Çoğumuz köylü, kasabalı ve dar gelirli aile çocuklarıyız…
Onun için ne edip/edip mutlaka öğretmen okulu sınavını kazanmalıyız…
Ve en kestirme yoldan mesleğe atılıp ‘Öğretmen’ olmalıyız…
Bir an önce anamıza/babamıza ekonomik olarak katkı sağlamalıyız…
Bu ve buna benzer düşüncelerle giriverdik öğretmen okulu sınavlarına…
Dualarımız ve düşlerimiz gerçekleştirecek bir biçimde sınavı kazandık…
Ve elimiz yüreğimizin üzerinde de olsa kapağı öğretmen okuluna attık!
Biraz öncede belirttiğim gibi ‘öğretmen’ olabilmek için eğitim göreceğimiz okulun adı; Giresun Kız İlköğretmen Okulu…
Adı üzerinde okulun dörtte/üçü, dört-bir yandan gelen kızlarla dolu…
Her biri birbirinden güzel…
Biz köy çocuklarının gözünde; her biri cennetten çıkmış bir Huri sanki!
Ela gözlüler, kara gözlüler…
Esmeri bir başka güzel, sarışını bir başka!
Her biri dört-bir yandan sözleşmiş gibi gelip doluvermişler sanki Giresun Kız İlköğretmen Okulunun bahçesine…
İşte bu manzara-i umumiye içerisinde buldum ben kendimi birdenbire!
Okula ilk başladığım gün heyecanımla-şaşkınlığım tavan yaptı adeta!
Hatta şaşkınlığım mı daha çok tavan yaptı, yoksa heyecanım mı inanın onu bu yaşa geldim hala anlamış ve bir yere oturtabilmiş değilim!
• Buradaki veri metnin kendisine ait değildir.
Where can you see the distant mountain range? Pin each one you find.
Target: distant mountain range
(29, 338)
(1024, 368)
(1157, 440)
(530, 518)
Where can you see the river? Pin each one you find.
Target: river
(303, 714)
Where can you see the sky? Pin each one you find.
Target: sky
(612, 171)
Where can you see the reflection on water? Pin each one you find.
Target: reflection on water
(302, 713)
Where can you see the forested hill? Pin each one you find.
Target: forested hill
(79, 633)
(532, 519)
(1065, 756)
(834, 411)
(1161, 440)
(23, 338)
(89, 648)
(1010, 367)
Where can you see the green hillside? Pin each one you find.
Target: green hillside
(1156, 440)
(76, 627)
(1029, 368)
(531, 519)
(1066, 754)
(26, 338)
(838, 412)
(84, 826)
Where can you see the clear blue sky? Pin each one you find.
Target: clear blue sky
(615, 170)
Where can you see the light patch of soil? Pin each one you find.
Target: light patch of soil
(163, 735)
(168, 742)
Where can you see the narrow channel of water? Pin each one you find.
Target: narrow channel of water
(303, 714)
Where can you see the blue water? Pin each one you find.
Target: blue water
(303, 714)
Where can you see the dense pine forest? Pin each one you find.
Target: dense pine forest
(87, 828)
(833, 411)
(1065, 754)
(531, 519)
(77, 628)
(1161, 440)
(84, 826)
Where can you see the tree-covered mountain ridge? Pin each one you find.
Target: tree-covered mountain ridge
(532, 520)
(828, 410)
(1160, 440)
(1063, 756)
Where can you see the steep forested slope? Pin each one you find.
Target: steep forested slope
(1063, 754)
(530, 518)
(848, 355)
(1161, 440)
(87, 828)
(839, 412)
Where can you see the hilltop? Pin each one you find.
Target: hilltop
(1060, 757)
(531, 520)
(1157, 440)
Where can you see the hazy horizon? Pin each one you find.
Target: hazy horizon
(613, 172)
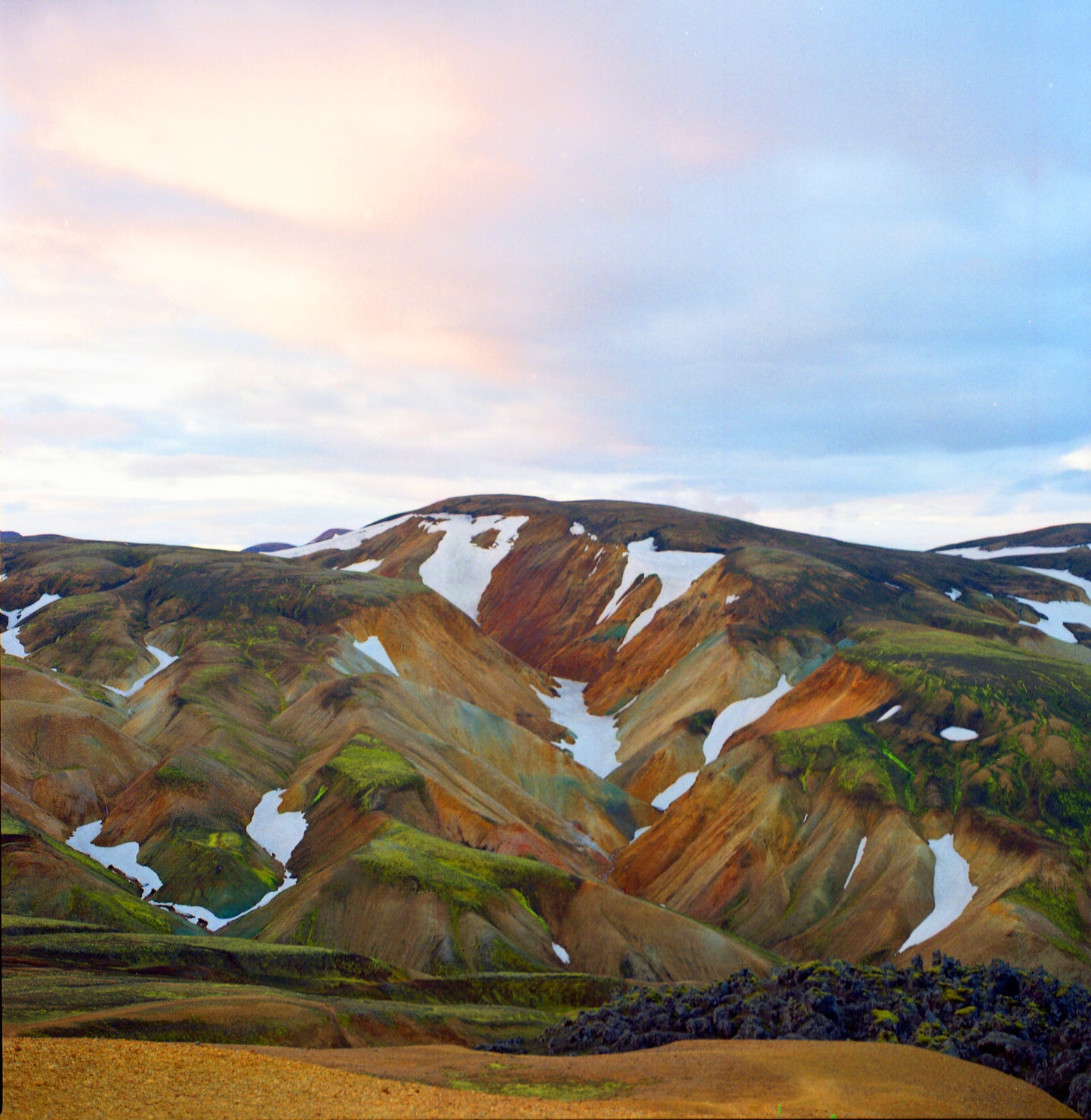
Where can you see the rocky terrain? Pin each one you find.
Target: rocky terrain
(1025, 1024)
(509, 736)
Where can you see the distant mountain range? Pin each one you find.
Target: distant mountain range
(518, 735)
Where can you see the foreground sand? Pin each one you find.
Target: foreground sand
(88, 1078)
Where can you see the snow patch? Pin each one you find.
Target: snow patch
(951, 892)
(458, 569)
(345, 540)
(160, 655)
(1065, 576)
(958, 734)
(674, 791)
(362, 566)
(596, 738)
(856, 863)
(277, 832)
(9, 640)
(372, 648)
(121, 856)
(736, 716)
(1022, 550)
(1059, 612)
(676, 571)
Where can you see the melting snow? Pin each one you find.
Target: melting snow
(1065, 576)
(345, 540)
(122, 856)
(856, 863)
(9, 640)
(674, 791)
(676, 571)
(596, 738)
(461, 571)
(951, 892)
(363, 566)
(277, 832)
(1059, 612)
(372, 648)
(738, 715)
(734, 717)
(958, 734)
(160, 655)
(1023, 550)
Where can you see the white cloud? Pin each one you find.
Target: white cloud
(1079, 460)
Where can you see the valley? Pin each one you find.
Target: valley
(458, 774)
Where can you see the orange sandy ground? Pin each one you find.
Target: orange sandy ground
(88, 1078)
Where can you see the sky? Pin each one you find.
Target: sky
(269, 268)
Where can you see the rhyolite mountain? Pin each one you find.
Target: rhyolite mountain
(530, 735)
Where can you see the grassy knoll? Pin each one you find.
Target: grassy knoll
(465, 877)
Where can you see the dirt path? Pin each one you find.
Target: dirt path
(90, 1078)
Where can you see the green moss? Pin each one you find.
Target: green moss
(182, 777)
(465, 877)
(365, 766)
(1059, 906)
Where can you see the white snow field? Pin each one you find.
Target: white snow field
(596, 737)
(372, 648)
(160, 655)
(958, 734)
(674, 791)
(9, 640)
(277, 832)
(363, 566)
(344, 541)
(121, 856)
(856, 863)
(738, 715)
(734, 717)
(1022, 550)
(458, 569)
(951, 892)
(1059, 612)
(676, 571)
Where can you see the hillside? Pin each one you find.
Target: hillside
(502, 734)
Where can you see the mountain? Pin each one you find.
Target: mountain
(525, 735)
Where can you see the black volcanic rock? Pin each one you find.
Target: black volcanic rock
(1023, 1023)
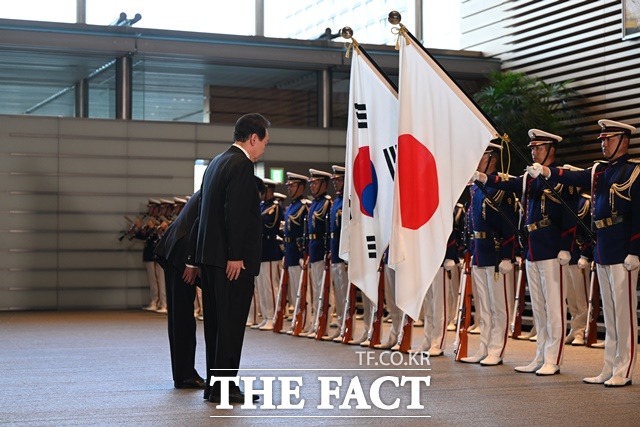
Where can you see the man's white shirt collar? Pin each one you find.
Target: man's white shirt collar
(243, 150)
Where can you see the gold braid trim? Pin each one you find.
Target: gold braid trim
(618, 189)
(294, 218)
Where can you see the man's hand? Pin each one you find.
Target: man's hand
(448, 264)
(564, 257)
(537, 169)
(631, 262)
(583, 263)
(233, 269)
(479, 176)
(505, 266)
(190, 274)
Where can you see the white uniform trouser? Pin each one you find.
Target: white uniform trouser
(254, 308)
(548, 293)
(392, 308)
(435, 309)
(494, 308)
(315, 279)
(157, 289)
(266, 286)
(577, 297)
(619, 306)
(452, 294)
(340, 287)
(368, 310)
(308, 315)
(294, 279)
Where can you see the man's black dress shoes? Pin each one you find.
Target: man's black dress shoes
(235, 396)
(195, 382)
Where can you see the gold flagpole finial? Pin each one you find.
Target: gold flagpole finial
(347, 33)
(395, 18)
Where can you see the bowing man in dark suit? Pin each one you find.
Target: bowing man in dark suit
(176, 251)
(229, 249)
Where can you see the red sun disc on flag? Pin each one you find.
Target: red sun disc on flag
(417, 176)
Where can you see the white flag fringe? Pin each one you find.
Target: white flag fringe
(442, 136)
(372, 135)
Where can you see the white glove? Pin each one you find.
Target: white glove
(448, 264)
(583, 263)
(631, 262)
(505, 266)
(534, 170)
(564, 257)
(479, 176)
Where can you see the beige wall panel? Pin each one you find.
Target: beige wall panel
(92, 166)
(44, 202)
(28, 183)
(95, 203)
(116, 129)
(26, 164)
(29, 260)
(90, 222)
(31, 241)
(101, 298)
(161, 148)
(28, 300)
(92, 185)
(28, 221)
(163, 187)
(92, 279)
(161, 131)
(28, 280)
(161, 167)
(90, 147)
(91, 260)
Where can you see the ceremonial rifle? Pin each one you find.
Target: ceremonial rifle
(593, 312)
(281, 304)
(379, 313)
(464, 311)
(349, 315)
(518, 308)
(323, 303)
(405, 337)
(300, 312)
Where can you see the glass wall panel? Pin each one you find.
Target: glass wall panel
(40, 10)
(236, 17)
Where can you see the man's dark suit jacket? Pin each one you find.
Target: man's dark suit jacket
(230, 225)
(178, 244)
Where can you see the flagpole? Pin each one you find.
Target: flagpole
(395, 18)
(347, 33)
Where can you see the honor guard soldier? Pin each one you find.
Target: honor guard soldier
(318, 229)
(269, 276)
(294, 229)
(551, 229)
(338, 266)
(148, 233)
(615, 200)
(576, 275)
(493, 253)
(459, 218)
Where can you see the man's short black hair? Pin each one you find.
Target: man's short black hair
(249, 124)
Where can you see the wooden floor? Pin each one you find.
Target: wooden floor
(113, 368)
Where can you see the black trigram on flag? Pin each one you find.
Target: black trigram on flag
(361, 115)
(390, 154)
(371, 246)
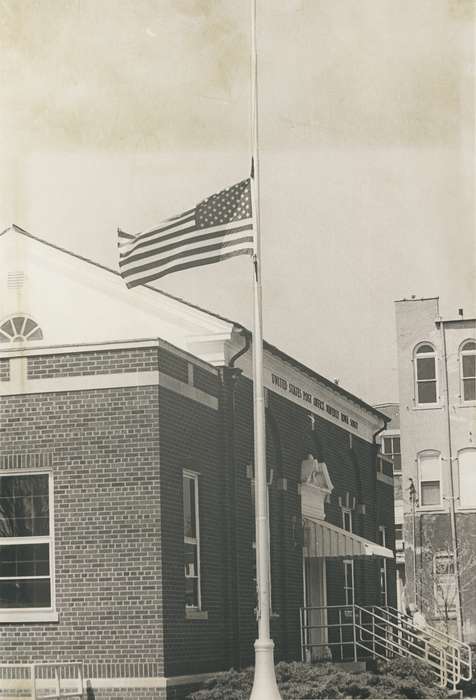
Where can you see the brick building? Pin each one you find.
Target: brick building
(126, 483)
(437, 389)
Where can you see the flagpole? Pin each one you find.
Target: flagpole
(264, 684)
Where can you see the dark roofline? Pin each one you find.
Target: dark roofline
(319, 377)
(271, 348)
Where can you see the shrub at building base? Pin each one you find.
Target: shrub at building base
(400, 678)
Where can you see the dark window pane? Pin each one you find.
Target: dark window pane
(426, 368)
(469, 387)
(25, 593)
(189, 507)
(24, 509)
(191, 592)
(469, 365)
(426, 392)
(425, 348)
(430, 493)
(190, 560)
(24, 560)
(36, 335)
(7, 327)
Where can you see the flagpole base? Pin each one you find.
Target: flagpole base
(264, 683)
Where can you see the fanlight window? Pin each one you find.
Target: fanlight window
(468, 370)
(425, 371)
(18, 329)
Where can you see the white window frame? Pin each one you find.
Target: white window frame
(383, 566)
(472, 505)
(422, 356)
(437, 580)
(390, 455)
(16, 615)
(193, 476)
(349, 564)
(463, 353)
(348, 512)
(435, 506)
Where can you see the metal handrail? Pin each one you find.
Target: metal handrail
(437, 634)
(31, 674)
(385, 632)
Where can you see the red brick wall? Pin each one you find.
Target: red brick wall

Nasıl oturtabilirim arkadaş?
Biraz öncede ifade ettiğim gibi Doğu Karadeniz’in ne kadar güzel kızları varsa, sanki hepsi Giresun Kız İlköğretmen Okuluna doluşmuşta, benim gibilerin gözlerini kamaştırıyor her birisi adeta!
Hele-hele (benim gibi kız kardeşi olmayan birisi ise) değil şaşkınlıktan bazı teneffüslerde sınıfları bile şaşırıp D Şubesine gireceğim yerde C Şubesine veya başka şubelere girdiğim çok olmuştur!
Oooooy!
Kızların arasından çıkıp da, daha asıl anlatacağım konuya giremedim be!
****
Öğretmen okulu…
Hele, hele Giresun Kız İlköğretmen Okulu…
Sınıflar cıvıl cıvıl…
Teneffüs aralarındaki cıvıltıların güzelliği bir daha başka güzel!
Hafta sonu ‘Tiyatro ve Müzik Salonunda’ sınıfların yaptığı sanat etkinliği ve bu etkinlikler esnasında sevdiğini bir türlü söyleyemediğin kızı kollaştırıp, bir kenara çekip de, nasıl ‘sevdiğini’ nasıl söyleyeceğinin düşlerini kurmak…
İnanın sevdiğiniz kıza bir fırsatını bulun ‘sevdiğinizi’ söyleyemezseniz de, onun düşlerini kurma heyecanı bile bir başka güzellikte oluyordu…
Her neyse…
Öğretmen okullarında hem sanatsal, hem de spor etkinliklerine daha çok önem verilirdi…
Onun için bizim öğretmen okulunun da gerek spor, gerek sanatsal veya diğer kültürel etkinlikleri bir hayli fazla olurdu…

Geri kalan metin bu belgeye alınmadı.